The abdication had a domino effect that made the situation on the ground—particularly around the airport—far worse. 

The U.S. military believed they had sufficient forces in the country to secure the airport for an evacuation in part because they thought the Afghan Security Forces would be there to back them up, McKenzie explained. The collapse of the Afghan forces forced the U.S. to bring in 6,000 additional troops. But with the exception of some special operations forces elements, U.S. forces were limited to the area immediately surrounding the airport, whereas Afghans would have been able to set up a wider security perimeter. 

“We would have been able to hold [the airport] with a far smaller number of U.S. forces had the Afghans remained, but when the government collapsed, they went away. So that had a profound and immediate effect on everything else that followed,” McKenzie said.

Still, that decision by the Ghani administration was predicated on one by U.S. President Joe Biden to go beneath the number of U.S. troops that Milley and others believed was the minimum required to keep a U.S. embassy open there. Milley on Tuesday said it would have taken 5,000 troops to keep a second airfield open in Bagram, or 2,500 troops with the assistance of the Afghan Security Forces. The U.S. only had 650 in the country at the start of August.

And though Ghani’s departure played a significant role in the collapse of Afghan forces, Milley said the decision by the Trump Administration to enter into bilateral discussions with the Taliban as part of the Doha Agreement, negotiated in February 2020, was also to blame.

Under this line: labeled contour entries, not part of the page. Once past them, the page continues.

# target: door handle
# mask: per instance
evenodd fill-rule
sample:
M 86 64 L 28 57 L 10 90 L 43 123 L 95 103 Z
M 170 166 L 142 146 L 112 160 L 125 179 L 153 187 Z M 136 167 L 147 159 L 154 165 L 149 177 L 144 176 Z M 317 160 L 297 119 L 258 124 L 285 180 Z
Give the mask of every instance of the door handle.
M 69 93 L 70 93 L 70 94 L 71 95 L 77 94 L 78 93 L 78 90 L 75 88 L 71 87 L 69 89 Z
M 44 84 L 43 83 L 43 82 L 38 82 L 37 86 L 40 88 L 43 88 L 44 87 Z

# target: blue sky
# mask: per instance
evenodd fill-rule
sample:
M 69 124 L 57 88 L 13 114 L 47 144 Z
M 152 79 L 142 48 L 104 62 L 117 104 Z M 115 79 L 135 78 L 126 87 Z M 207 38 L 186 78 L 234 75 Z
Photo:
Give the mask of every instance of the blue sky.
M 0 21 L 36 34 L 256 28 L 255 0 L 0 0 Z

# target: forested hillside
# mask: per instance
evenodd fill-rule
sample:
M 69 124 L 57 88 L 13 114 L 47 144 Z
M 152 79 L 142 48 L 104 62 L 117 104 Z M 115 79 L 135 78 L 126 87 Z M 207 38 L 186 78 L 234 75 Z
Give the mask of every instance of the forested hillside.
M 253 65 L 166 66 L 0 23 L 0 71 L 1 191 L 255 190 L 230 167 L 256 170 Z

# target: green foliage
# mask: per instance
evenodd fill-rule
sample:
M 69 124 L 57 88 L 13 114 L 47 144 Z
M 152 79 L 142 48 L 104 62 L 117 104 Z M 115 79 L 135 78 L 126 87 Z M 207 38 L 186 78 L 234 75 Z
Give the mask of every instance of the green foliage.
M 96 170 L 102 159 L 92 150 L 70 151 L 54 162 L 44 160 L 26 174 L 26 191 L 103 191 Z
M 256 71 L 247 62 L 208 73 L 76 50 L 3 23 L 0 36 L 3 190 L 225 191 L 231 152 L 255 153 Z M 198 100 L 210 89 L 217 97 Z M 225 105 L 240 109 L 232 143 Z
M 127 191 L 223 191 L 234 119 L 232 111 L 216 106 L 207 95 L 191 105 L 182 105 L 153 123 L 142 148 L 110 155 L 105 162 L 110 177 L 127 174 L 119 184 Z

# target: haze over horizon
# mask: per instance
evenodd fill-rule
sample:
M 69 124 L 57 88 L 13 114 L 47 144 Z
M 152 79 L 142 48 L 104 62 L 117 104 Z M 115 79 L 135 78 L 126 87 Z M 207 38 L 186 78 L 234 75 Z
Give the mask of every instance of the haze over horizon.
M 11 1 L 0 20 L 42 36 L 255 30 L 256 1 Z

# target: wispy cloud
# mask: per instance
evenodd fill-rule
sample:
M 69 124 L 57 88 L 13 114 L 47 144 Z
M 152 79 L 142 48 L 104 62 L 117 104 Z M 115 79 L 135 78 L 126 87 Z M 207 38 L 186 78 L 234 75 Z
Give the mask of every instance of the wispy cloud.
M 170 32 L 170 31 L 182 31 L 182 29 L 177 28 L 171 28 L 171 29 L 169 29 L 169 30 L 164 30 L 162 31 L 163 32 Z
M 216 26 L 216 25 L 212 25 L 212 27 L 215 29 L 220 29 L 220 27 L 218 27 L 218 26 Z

“Because it was negotiated between the government of the United States and a State Department-designated terrorist organization, the Taliban, and it was a bilateral agreement, that kind of pulled the rug out, morale-wise, from both the Afghan Security Forces and the government,” Milley said. “At that point, they knew…that there was a date certain, right. So I think that probably had a significant effect.”

Some defenders of the former president point out that while he negotiated an end to the U.S. military presence in Afghanistan, the agreement included conditions the Taliban had to meet before the withdrawal of U.S. troops. Of those, they only met one: not attacking U.S. troops.) 

But, in new testimony, Milley said that when former President Donald Trump lost his re-election bid, he promptly came up with a new plan. [Former Defense] “Secretary [Mark] Esper was removed from office on the 9th of November. On the 11th or the 12th of November, I was handed a piece of paper with the President's signature on it, which had two sentences. One was: withdraw forces from Somalia by the 15th of December, and then withdraw forces out of Afghanistan by the 15th of January.”

Milley was able to get Trump to rescind the order shortly after, but members of Trump’s cabinet and security council were operating under several conflicting interpretations about how many troops should remain in the country, right up until Trump left the White House.